22:44DemiMarie: okay
22:45karolherbst: but anyway, you just have to set up the device partitions somewhere and then you have leanly isolated partitons of the GPU
22:46karolherbst: each with their own page tables and everything
22:46DemiMarie: One question I always have about hardware partitioning is, “How much is actually partitioned, and how much of this is just firmware trickery?”.
22:46DemiMarie: Because the on-device firmware is a significant attack surface.

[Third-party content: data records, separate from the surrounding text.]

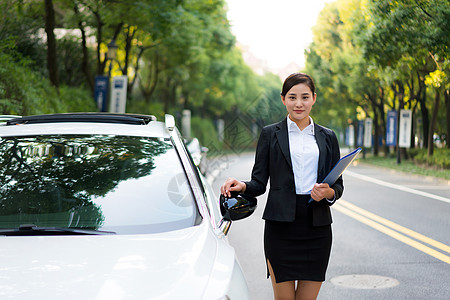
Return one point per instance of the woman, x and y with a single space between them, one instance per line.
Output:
296 154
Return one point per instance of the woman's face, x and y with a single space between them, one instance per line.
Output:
299 101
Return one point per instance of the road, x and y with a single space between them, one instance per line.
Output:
391 236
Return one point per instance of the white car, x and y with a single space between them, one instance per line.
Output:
108 206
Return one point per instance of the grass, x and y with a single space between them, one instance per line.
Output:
406 166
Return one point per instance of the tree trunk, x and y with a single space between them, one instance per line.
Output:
447 106
437 99
85 62
100 63
425 115
52 62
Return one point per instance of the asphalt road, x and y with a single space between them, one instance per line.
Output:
391 236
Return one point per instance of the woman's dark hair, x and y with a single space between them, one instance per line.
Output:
297 78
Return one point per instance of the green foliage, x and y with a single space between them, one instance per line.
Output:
25 92
440 158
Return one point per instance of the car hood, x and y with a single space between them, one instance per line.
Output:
192 263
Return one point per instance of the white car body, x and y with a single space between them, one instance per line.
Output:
190 263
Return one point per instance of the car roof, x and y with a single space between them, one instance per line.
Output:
86 123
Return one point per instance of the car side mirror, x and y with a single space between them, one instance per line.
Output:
237 207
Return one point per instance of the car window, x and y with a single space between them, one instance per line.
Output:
104 182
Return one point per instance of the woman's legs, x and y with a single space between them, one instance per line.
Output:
283 290
306 290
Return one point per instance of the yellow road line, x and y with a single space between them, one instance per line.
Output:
392 233
395 226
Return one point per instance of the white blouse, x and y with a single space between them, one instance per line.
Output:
304 156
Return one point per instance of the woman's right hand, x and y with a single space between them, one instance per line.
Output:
232 185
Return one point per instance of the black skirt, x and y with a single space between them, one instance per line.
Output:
297 250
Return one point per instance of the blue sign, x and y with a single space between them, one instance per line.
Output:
391 128
360 137
101 92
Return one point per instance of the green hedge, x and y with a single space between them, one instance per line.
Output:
439 159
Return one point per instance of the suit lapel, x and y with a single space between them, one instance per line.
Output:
283 140
321 143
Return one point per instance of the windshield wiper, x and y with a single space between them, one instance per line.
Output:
31 229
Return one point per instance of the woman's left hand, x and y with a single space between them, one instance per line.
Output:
322 190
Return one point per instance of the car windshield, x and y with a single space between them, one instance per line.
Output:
122 184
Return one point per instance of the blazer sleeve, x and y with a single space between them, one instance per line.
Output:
260 173
338 186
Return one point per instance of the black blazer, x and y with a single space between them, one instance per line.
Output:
273 160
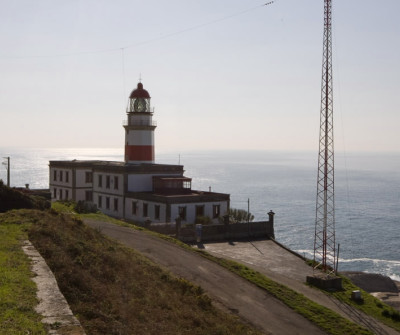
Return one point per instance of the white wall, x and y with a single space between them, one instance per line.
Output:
119 212
191 210
139 215
111 190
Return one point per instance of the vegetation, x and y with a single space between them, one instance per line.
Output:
17 290
239 215
370 305
10 198
115 290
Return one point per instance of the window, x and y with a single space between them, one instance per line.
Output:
157 212
88 196
145 209
88 177
200 210
216 211
182 212
134 207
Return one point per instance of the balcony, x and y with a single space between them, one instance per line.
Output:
139 123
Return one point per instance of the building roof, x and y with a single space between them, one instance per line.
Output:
139 92
118 167
192 197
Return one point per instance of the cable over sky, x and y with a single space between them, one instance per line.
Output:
149 41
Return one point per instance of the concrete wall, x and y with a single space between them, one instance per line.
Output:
219 232
114 206
140 217
116 186
191 210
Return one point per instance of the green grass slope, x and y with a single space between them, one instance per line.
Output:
114 290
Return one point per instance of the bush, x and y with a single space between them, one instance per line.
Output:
239 215
10 198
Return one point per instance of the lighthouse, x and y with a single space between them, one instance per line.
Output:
139 128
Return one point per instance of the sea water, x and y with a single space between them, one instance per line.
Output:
367 193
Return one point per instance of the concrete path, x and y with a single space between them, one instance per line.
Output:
57 315
269 258
227 289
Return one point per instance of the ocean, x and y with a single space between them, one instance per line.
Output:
367 194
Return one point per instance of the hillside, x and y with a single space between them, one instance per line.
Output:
11 198
115 290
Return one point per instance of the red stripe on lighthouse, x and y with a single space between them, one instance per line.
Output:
139 153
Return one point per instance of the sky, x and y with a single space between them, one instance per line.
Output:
226 74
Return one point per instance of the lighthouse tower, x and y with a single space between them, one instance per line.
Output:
139 128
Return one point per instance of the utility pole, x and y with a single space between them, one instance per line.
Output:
8 169
324 241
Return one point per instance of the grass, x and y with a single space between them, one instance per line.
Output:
115 290
17 290
370 305
319 315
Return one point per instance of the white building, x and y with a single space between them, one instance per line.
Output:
137 189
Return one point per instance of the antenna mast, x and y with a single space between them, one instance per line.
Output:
324 241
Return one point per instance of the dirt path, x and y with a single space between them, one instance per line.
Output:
234 293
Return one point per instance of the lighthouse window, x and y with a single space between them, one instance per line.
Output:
216 211
134 207
157 212
182 213
88 177
200 210
88 196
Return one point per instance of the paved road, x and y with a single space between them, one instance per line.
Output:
269 258
234 293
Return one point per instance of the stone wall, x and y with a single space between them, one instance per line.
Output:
217 232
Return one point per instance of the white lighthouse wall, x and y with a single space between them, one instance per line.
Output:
61 183
140 216
191 210
140 137
144 182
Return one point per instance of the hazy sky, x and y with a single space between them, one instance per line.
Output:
222 74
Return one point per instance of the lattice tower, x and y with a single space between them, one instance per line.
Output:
324 241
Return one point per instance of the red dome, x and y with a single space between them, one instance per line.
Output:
140 93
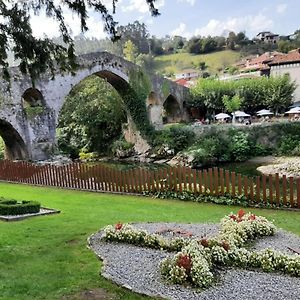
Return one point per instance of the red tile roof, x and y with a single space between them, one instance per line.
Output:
183 82
291 57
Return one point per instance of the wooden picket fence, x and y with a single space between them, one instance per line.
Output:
260 190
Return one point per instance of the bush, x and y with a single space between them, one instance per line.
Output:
240 147
13 207
289 145
2 148
177 137
122 148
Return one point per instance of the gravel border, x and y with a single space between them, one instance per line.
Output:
43 211
137 269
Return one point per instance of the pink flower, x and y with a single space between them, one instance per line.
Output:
118 226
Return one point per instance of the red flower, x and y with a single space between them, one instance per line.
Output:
225 245
204 243
241 213
233 217
185 262
118 226
252 217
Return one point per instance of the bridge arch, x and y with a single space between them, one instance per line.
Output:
15 147
33 97
172 111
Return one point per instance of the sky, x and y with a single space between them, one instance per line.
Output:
190 17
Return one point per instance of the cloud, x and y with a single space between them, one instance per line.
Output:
281 8
42 25
247 23
181 31
140 6
191 2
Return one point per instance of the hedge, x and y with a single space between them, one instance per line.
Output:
13 207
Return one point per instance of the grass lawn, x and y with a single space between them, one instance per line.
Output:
180 61
47 258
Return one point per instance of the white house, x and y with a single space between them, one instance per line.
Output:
187 74
288 64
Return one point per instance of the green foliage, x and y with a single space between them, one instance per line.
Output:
166 88
175 63
33 111
239 146
289 145
13 207
91 117
232 104
36 55
275 93
2 148
88 156
177 137
135 100
121 146
130 51
231 145
57 244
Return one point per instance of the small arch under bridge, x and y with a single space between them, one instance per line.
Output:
29 115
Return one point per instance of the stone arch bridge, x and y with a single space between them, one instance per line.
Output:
29 115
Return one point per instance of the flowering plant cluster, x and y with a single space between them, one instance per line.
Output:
192 265
128 234
196 260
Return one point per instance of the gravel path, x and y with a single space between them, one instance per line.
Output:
138 269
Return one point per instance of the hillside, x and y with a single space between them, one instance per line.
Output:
215 61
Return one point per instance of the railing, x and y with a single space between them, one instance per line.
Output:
261 190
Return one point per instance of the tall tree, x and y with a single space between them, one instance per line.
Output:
35 54
136 32
130 51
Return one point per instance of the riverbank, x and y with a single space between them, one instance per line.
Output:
289 166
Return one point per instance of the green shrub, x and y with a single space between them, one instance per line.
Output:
289 145
177 137
240 146
122 148
13 207
88 156
2 148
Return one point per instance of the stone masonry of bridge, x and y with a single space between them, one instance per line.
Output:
29 115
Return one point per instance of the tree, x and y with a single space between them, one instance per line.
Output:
232 104
130 51
231 40
37 55
136 32
91 117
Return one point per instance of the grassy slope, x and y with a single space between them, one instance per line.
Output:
46 257
179 61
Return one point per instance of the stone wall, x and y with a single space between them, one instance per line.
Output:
294 71
36 125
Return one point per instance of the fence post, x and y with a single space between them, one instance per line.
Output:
246 186
211 184
233 184
222 181
257 189
277 189
284 189
216 177
271 188
298 192
239 184
227 181
291 181
264 181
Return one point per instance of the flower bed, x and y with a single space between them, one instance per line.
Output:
13 207
198 260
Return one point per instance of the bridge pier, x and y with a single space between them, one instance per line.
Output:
32 112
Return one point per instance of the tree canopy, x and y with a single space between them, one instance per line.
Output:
36 55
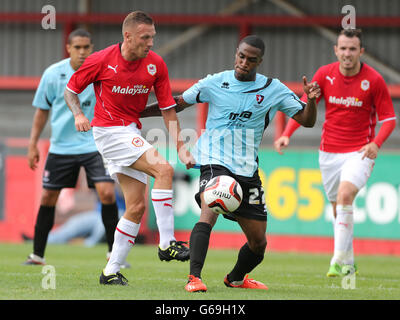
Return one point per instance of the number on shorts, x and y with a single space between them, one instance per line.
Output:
254 197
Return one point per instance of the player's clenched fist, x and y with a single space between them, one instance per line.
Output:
82 123
312 89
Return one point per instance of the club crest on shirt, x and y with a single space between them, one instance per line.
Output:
260 98
365 85
137 142
151 69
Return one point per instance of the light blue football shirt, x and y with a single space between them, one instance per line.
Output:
65 139
238 114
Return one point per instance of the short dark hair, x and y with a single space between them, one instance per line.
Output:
350 33
137 17
254 41
79 33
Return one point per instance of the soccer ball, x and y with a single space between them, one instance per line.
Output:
223 194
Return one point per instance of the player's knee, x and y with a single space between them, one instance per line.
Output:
49 197
165 172
136 209
107 195
258 246
344 197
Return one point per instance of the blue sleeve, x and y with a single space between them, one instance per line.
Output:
45 93
290 103
199 92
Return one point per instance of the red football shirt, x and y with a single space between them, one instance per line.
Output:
122 87
352 104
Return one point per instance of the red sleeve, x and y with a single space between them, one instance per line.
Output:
292 124
86 74
319 77
162 88
382 100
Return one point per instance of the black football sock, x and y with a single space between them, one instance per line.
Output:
109 215
246 262
199 240
44 223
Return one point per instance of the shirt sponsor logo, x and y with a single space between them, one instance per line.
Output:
365 85
330 79
347 102
137 142
137 89
151 69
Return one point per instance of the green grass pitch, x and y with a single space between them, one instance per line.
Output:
289 276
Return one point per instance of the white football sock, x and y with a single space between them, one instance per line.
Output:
344 225
162 203
124 238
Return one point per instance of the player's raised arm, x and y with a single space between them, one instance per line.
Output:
172 124
152 110
82 123
308 115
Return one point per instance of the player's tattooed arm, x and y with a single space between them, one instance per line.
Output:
152 110
82 123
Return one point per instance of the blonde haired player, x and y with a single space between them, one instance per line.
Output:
355 94
123 75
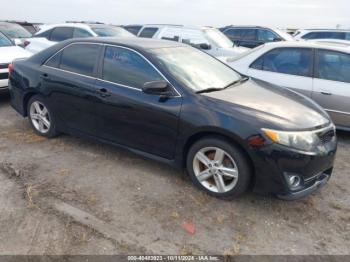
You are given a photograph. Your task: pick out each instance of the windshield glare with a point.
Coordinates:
(4, 41)
(15, 31)
(111, 32)
(195, 69)
(216, 38)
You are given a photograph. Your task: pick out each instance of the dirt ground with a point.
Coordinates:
(73, 196)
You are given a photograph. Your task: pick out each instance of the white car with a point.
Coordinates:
(208, 39)
(312, 34)
(8, 52)
(317, 70)
(52, 34)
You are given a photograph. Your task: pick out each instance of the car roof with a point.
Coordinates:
(132, 42)
(310, 44)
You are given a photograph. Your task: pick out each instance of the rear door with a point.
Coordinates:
(332, 85)
(286, 67)
(69, 78)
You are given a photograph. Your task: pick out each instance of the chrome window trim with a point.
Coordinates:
(117, 84)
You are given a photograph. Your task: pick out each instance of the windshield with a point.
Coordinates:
(111, 32)
(14, 31)
(216, 38)
(195, 69)
(4, 41)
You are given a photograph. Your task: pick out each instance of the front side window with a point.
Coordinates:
(4, 41)
(293, 61)
(80, 33)
(111, 31)
(149, 32)
(125, 67)
(193, 68)
(333, 65)
(76, 58)
(61, 33)
(14, 31)
(267, 35)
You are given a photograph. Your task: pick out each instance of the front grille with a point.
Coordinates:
(3, 66)
(4, 76)
(327, 136)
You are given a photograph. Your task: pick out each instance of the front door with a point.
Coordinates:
(130, 117)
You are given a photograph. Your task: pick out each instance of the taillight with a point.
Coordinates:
(10, 68)
(26, 43)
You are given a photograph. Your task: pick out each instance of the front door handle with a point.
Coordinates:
(327, 93)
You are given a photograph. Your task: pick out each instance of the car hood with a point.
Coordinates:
(9, 53)
(276, 107)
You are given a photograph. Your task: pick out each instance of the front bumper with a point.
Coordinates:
(274, 163)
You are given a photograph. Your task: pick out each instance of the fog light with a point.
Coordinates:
(294, 181)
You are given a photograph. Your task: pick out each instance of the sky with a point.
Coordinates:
(273, 13)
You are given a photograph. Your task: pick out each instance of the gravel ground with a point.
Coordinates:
(73, 196)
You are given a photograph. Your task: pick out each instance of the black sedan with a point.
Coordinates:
(173, 103)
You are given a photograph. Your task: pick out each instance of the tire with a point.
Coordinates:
(228, 179)
(39, 111)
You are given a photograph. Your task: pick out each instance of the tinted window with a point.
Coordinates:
(80, 33)
(248, 34)
(325, 35)
(333, 66)
(133, 29)
(14, 31)
(234, 33)
(293, 61)
(54, 61)
(4, 41)
(267, 35)
(125, 67)
(61, 33)
(45, 34)
(80, 58)
(149, 32)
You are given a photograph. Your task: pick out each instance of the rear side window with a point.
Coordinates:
(333, 65)
(293, 61)
(325, 35)
(76, 58)
(149, 32)
(61, 33)
(81, 33)
(133, 29)
(45, 34)
(125, 67)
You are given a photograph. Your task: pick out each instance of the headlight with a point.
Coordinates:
(305, 140)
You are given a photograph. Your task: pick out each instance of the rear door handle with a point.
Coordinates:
(104, 92)
(327, 93)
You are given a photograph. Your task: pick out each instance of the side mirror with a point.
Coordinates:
(205, 46)
(155, 87)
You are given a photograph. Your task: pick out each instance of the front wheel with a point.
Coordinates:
(40, 117)
(218, 167)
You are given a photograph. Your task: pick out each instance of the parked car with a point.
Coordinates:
(52, 34)
(311, 34)
(134, 29)
(15, 32)
(8, 52)
(253, 36)
(208, 39)
(30, 27)
(319, 71)
(176, 104)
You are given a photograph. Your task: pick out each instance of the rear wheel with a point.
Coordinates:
(218, 167)
(40, 117)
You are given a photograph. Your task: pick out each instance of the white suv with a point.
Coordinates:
(311, 34)
(208, 39)
(52, 34)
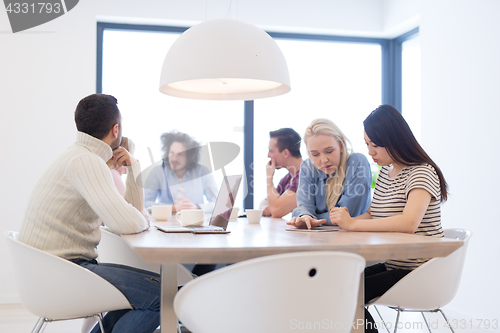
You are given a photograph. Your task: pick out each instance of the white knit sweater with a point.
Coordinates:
(74, 195)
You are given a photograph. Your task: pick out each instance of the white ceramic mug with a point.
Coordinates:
(160, 212)
(234, 214)
(254, 215)
(190, 217)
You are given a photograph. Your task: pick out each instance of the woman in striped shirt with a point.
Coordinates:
(409, 190)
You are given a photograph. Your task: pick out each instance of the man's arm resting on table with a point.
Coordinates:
(92, 179)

22:46karolherbst: on nvidia it's almost all in hardware
22:47karolherbst: you still have the firmware for context switching which is shared, but the actual resources used by actual workloads is all split
22:47karolherbst: (in hardware)
22:47karolherbst: there are fields to assign SMs to partitions, can do it even finer grained afaik
22:47karolherbst: same for VRAM
22:48DemiMarie: Even on consumer GPUs?
22:48karolherbst: yeah
22:48DemiMarie: What about the RM API?
22:48karolherbst: dunno if nvidia enables it though in their driver
22:48karolherbst: well.. I think GSP still would run shared as you only have one GSP processor on the GPU still
22:48DemiMarie: Yeah
22:49karolherbst: but that's mostly doing hardware level things
22:49karolherbst: really doens't matter much
22:49DemiMarie: I thought much of the RM API was implemented in firmware.
22:49DemiMarie: Stuff like memory allocation.
22:49karolherbst: nah, that stuff exists outside afaik
22:50karolherbst: that's performance sensitive stuff,
22:51karolherbst: but allocating memory is also very boring
23:33DavidHeidelberg[m]:
23:33DavidHeidelberg[m]: mupuf amdgpu:codename:NAVI21 also down? So I can disable also VALVE farm?